1つめの阻害要因は、管理対象となるテレコムネットワークの変化だ。これまでは主に、ハードウェアとソフトウェアが一体となった専用機器で構築されていたが、徐々に汎用サーバーと仮想化プラットフォーム上でネットワークアプリケーションを動かし、時にクラウドネイティブの特長や手法を取り入れたネットワーク化へ変化している。この変化に伴い、運用方法も自ずと変化せざるを得ず、その自動化についても模索が続く状況だ。

2つめの阻害要因は、サービスの開通業務と監視業務が別々になっていることだ。システムはもちろん担当部署も別々で、両者にまたがっての自動化は困難だ。そしてこの状況が、人材のスキルや運用ノウハウもサイロ化し、時にはブラックボックス化してしまうという3つめの阻害要因を招いている。また、こうしたレガシーなシステムを前提に運用モデルとプロセスが作られているため、新たなテクノロジーや自動化を取り入れたくてもなかなか進まないというのが4つめの阻害要因だ。

一方で、5Gネットワークをはじめとする技術革新はどんどん進んでいる。
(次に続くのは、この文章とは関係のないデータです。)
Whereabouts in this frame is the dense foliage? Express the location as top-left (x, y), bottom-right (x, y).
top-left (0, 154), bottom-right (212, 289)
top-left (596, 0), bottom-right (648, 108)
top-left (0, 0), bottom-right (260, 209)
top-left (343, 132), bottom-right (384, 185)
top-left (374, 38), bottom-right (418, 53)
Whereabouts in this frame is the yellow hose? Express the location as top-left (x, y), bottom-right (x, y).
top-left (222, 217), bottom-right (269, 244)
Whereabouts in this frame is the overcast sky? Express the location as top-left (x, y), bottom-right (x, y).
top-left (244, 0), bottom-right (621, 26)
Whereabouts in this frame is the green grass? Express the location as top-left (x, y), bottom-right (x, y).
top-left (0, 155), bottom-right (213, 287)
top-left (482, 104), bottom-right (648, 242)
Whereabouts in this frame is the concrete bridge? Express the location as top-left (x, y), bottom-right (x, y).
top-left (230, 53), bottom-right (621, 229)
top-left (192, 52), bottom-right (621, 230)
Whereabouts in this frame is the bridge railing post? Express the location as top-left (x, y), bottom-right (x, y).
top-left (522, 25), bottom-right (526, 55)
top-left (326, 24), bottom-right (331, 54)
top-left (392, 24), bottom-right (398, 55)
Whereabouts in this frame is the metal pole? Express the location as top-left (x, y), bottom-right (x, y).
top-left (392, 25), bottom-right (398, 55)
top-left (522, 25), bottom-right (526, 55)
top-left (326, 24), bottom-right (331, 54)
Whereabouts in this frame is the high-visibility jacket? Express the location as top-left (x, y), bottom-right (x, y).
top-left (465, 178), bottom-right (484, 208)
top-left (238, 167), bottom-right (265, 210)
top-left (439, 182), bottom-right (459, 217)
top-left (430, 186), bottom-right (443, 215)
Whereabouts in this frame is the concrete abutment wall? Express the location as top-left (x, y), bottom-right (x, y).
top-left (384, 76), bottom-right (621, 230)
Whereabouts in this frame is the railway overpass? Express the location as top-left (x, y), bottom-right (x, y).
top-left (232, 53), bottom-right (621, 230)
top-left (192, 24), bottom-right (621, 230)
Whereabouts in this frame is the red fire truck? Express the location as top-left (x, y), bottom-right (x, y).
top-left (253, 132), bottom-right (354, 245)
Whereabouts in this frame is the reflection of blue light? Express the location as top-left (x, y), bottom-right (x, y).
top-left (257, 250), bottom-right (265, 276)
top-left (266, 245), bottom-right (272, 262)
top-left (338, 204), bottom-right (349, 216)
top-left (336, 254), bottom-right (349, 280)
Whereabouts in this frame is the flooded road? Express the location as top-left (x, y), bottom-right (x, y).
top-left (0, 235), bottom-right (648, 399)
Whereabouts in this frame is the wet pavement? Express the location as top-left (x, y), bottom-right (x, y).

「仕様の成熟や進化に伴ってネットワークをアップデートしたくても、前述のようにサイロ化した状況では、汎用サーバーやOS、仮想化基盤、ネットワークアプリケーションなどのバージョンアップが煩雑になるという5つめの阻害要因があります」と話すのは、ヒューレット・パッカード エンタープライズ コミュニケーションテクノロジー事業本部 テクニカルプリセールス本部 シニアコンサルタントの山本幸治氏だ。

こうした阻害要因が絡み合って、必要性は重々承知しながらも、ネットワーク全体の自動化はなかなか進んでいない。